Thursday, October 10, 2013

Why I've Never Been Able to Embrace the Almost Universally-Admired (and Now Nobel Literary Laureate) Alice Munro

It's laid out very well here, I think:
There’s something confusing about the consensus around Alice Munro. It has to do with the way her critics begin by asserting her goodness, her greatness, her majorness or her bestness, and then quickly adopt a defensive tone, instructing us in ways of seeing as virtues the many things about her writing that might be considered shortcomings. So she writes only short stories, but the stories are richer than most novels. Over a career now in its sixth decade, she’s rehearsed the same themes again and again, but that’s because she’s a master of variation. She has preternatural powers of sympathy and empathy, but she’s never sentimental. She writes about and redeems ordinary life, ordinary people – ‘people people people’, as Jonathan Franzen puts it. 
Ordinary people turn out to live in a rural corner of Ontario between Toronto and Lake Huron, and to be white, Christian, prudish and dangling on a class rung somewhere between genteel poverty and middle-class comfort. Occasionally they move to the vicinity of Vancouver, only to go back to Ontario again. If this patch of the North Country sounds like a provincial cage, just think of it as a Canadian Yoknapatawpha County, and ignore the ways the plainspoken Munro is otherwise anti-Faulknerian. (‘I didn’t really like Faulkner that much,’ she has said.) It might be too much to call her an anti-modernist, rather than someone on whom modernism didn’t leave much of an impression, but her conventionality – a writer ‘of the old school’ in Anne Tyler’s phrase – won’t quite do.

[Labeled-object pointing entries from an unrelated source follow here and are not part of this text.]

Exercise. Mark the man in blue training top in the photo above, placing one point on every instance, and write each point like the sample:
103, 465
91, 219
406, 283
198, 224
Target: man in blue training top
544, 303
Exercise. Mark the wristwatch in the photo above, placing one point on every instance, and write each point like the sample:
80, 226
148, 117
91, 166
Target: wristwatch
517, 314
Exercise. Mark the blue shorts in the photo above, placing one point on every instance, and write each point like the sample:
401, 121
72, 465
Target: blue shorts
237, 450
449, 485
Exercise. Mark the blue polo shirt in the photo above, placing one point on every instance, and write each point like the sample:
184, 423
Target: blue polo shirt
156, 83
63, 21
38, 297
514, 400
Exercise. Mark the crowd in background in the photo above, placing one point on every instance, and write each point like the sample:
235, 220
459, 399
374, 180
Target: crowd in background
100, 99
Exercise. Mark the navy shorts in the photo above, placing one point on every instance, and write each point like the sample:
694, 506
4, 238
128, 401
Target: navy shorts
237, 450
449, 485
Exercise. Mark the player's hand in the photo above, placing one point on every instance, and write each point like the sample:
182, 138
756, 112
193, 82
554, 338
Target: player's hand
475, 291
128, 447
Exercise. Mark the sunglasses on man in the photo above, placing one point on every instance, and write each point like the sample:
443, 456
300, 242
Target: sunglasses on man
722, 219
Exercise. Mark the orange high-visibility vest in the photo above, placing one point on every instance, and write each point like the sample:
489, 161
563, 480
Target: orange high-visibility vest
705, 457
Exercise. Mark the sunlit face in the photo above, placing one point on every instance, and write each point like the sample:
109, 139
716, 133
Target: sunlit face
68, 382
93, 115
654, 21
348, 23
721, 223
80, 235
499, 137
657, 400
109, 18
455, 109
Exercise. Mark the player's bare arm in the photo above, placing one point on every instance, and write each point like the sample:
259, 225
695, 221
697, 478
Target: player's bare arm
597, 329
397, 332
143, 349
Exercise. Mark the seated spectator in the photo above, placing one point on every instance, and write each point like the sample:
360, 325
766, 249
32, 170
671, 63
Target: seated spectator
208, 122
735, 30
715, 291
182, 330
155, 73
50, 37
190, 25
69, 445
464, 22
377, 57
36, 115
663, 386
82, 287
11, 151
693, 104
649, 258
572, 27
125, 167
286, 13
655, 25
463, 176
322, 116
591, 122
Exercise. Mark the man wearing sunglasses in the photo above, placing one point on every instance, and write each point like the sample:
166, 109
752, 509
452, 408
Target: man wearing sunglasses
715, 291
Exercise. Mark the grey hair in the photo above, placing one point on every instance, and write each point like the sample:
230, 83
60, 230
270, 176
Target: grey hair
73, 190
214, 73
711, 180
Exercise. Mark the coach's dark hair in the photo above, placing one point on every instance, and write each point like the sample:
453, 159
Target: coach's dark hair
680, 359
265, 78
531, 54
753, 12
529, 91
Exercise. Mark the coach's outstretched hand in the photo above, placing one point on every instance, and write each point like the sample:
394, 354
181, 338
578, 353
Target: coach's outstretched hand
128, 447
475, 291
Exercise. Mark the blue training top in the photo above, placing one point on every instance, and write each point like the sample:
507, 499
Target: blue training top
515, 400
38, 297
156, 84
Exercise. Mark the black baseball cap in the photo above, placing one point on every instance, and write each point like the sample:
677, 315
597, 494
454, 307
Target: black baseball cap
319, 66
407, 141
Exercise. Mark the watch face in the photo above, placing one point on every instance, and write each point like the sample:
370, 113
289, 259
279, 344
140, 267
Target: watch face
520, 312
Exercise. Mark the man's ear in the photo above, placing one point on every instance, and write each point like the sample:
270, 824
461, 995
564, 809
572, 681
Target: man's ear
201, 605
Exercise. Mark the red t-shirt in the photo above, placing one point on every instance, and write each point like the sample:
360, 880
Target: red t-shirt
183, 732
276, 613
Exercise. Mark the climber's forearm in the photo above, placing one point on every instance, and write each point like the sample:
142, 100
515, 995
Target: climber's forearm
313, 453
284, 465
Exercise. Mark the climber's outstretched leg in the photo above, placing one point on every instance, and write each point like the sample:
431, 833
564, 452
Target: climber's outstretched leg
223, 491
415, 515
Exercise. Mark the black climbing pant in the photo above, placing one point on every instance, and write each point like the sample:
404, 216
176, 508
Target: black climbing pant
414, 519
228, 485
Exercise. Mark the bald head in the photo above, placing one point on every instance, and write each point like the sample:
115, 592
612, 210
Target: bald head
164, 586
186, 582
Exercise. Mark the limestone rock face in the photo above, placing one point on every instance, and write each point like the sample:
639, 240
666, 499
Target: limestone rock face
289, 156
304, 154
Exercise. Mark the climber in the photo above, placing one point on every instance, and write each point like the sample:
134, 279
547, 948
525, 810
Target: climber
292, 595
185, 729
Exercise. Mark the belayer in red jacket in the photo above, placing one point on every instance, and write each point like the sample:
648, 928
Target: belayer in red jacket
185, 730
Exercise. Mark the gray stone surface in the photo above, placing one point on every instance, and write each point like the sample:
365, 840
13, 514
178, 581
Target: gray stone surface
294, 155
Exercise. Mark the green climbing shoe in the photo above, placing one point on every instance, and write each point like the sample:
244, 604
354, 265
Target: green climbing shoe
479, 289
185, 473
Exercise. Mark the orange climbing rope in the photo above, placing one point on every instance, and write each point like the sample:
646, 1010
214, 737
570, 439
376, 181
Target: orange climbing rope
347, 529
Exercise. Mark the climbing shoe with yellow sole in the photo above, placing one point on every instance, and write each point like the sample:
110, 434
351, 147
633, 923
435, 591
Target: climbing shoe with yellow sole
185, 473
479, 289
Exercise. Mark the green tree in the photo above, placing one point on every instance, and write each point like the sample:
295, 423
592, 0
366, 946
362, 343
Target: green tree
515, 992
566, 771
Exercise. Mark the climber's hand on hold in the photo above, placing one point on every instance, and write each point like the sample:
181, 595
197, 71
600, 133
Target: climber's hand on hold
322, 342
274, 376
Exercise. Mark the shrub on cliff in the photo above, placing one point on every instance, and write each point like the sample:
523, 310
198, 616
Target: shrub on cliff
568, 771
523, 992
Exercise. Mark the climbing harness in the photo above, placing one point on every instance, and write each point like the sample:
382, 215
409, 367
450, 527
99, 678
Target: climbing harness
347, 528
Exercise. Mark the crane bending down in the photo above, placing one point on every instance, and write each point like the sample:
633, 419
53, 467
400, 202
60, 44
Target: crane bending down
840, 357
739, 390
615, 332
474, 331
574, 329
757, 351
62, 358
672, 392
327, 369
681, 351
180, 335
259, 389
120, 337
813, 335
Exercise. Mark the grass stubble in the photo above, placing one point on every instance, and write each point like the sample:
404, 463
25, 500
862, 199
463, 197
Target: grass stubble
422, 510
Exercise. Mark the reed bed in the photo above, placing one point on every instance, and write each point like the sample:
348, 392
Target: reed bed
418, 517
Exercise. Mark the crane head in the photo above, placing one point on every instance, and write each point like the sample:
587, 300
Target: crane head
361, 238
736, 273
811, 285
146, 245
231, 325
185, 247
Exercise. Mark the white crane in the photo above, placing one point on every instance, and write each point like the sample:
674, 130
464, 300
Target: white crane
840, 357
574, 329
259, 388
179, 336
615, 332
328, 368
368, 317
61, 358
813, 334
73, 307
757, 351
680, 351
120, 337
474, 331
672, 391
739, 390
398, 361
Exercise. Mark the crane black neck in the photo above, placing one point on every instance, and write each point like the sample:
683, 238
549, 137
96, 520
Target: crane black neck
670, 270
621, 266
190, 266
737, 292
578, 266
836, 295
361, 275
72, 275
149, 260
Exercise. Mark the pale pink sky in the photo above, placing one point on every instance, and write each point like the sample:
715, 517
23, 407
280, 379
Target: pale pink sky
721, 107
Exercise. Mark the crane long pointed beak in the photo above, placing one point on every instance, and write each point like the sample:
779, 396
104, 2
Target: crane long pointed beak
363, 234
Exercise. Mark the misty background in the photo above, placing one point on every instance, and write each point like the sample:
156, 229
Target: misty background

For her admirers it needs to be offset by some kind of innovation. They usually point to her manipulation of time – her tic of adding a coda to a story, marked usually by the words ‘years later’ – as if she were the Doctor Who of upmarket short story writing. Her great theme is said to be memory, and there’s certainly something universal about remembering. ‘That Alice Munro, now 81,’ Charles McGrath, her first editor at the New Yorker, wrote recently in the New York Times, ‘is one of the great short story writers not just of our time but of any time ought to go without saying by now.’ ‘Alice Munro,’ James Wood wrote in the LRB in 1997 on the publication of her Selected Stories, ‘is such a good writer that nobody bothers anymore to judge her goodness … her reputation is like a good address.’ 
It’s an address I wouldn’t want to move to, and I didn’t enjoy my recent visit. But the impulse to say that makes me wonder whether I’m some sort of big city chauvinist, or a misogynist, or autistic, or a decadent reader deaf to the charms of simple sentences, perfectly polished (‘Alice Munro excites the writer in me,’ A.S. Byatt says, ‘there is something new to learn from her in every sentence’) and perfectly humourless.
That's it! No wit and far too plainspoken for a die-hard Faulkner fan like me. Also, her stories are often so bleak and depressing that you'd be well advised to keep them out of the hands of anyone contemplating suicide.

2 comments:

Carlos Perera said...

Alice who?

scaramouche said...

That's what I usually say when I hear the name of the Nobel literature winner. Last year, for example, it was Some Chinese Dude who? In China, he's probably as much of a household name as Alice Munro is here in Canada. To everyone else and to those who don't read the short story in the New Yorker, though, she's Alice who?